Treating Traumatic Thoracic Aortic Rupture

An overview of endovascular options for patients with blunt traumatic rupture of the thoracic aorta.

By Philippe Amabile, MD, and Philippe Piquet, MD
 

Blunt traumatic rupture of the thoracic aorta usually occurs at the isthmus and is a life-threatening surgical emergency. Blunt traumatic rupture lesions are usually the result of a violent motor vehicle accident and are frequently associated with other life-threatening traumatic injuries (ie, pulmonary contusions, head injuries, fractures, injuries of the solid organs); thus, 80% of the subjects who experience aortic rupture die at the scene of the accident.1 The management of patients who do reach the hospital remains a subject of controversy, both in terms of how the aorta should be repaired and the lapse of time between the traumatic injury and repair.2

THE STANDARD

Open surgical repair is the gold standard. The procedure consists of either simply suturing the aorta or clamp-and-sew repair, with the interposition of a prosthetic graft, sometimes using an adjunct to maintain distal aortic perfusion and limit the distal impact of aortic cross-clamping. The immediate outcome of surgical repair is disappointing. Operative mortality varies from 8% to 15%, depending on the severity of the associated traumatic injuries. Circulatory assistance reduces the incidence of medullary ischemia to 3%; however, it has the drawback of requiring systemic heparinization, thereby increasing the risk of fatal hemorrhage, particularly in patients with cerebral or pulmonary contusions.3,4

POSSIBLE ALTERNATIVES

To avoid the complications of early surgery, some investigators have proposed delaying the procedure, subject to very careful surveillance of the patient's arterial pressure, although this approach is not entirely devoid of risk either because 2% to 5% of the patients have secondary rupture, in most cases within 1 week of their traumatic injury.5-7

Covered stent grafts can be used electively as a less-invasive method of treatment than standard surgical repair in patients with lesions of the descending thoracic aorta. Therefore, it was on the basis of the following underlying logic that we applied this procedure to the treatment of blunt traumatic rupture to find a solution to the different controversies that fuel the debate on surgical repair (Case Report 1; Table 1).
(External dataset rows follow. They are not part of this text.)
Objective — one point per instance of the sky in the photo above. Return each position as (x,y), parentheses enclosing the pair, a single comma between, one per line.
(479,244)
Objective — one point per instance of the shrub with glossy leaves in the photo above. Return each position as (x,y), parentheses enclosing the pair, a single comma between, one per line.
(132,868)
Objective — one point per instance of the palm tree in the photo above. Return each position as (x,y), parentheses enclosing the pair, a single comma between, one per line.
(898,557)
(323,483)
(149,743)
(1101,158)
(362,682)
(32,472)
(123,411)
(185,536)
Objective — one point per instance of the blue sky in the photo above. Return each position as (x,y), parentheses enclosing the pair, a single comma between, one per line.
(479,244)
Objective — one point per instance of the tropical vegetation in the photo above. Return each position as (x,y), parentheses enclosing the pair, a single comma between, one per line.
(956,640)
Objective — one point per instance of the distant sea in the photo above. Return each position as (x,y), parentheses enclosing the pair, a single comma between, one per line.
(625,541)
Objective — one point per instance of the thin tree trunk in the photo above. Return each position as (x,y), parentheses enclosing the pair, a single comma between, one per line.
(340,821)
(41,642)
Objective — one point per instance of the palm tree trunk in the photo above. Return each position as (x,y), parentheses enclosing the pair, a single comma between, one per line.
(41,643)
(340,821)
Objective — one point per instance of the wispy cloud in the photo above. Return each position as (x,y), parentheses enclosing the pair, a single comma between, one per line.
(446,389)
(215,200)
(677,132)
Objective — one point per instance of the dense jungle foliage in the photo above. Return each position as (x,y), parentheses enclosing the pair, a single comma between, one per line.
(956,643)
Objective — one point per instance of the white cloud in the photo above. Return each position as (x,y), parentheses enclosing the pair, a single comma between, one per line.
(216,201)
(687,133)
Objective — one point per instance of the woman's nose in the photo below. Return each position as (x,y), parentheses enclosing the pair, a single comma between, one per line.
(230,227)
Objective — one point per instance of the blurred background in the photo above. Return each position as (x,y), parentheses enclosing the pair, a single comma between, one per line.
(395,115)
The success of endovascular treatment is partly dependent on very careful evaluation of the anatomical conditions. Ideally, there should be 15 mm of healthy aorta proximal to the rupture site to ensure a satisfactory seal and exclude the false aneurysm. If the rupture is located near the ostium of the left subclavian artery, it is quite feasible to cover the artery and thus lengthen the proximal neck. When the left subclavian artery is covered, complications such as ischemia of the upper limb rarely occur, so there is no point in performing a subclavian-carotid transposition before the placement of the stent graft.8 In some cases of complex rupture involving the aortic arch, if the rupture is contained, a hybrid treatment is also feasible, but this can only be decided on a case-by-case basis (Case Report 2).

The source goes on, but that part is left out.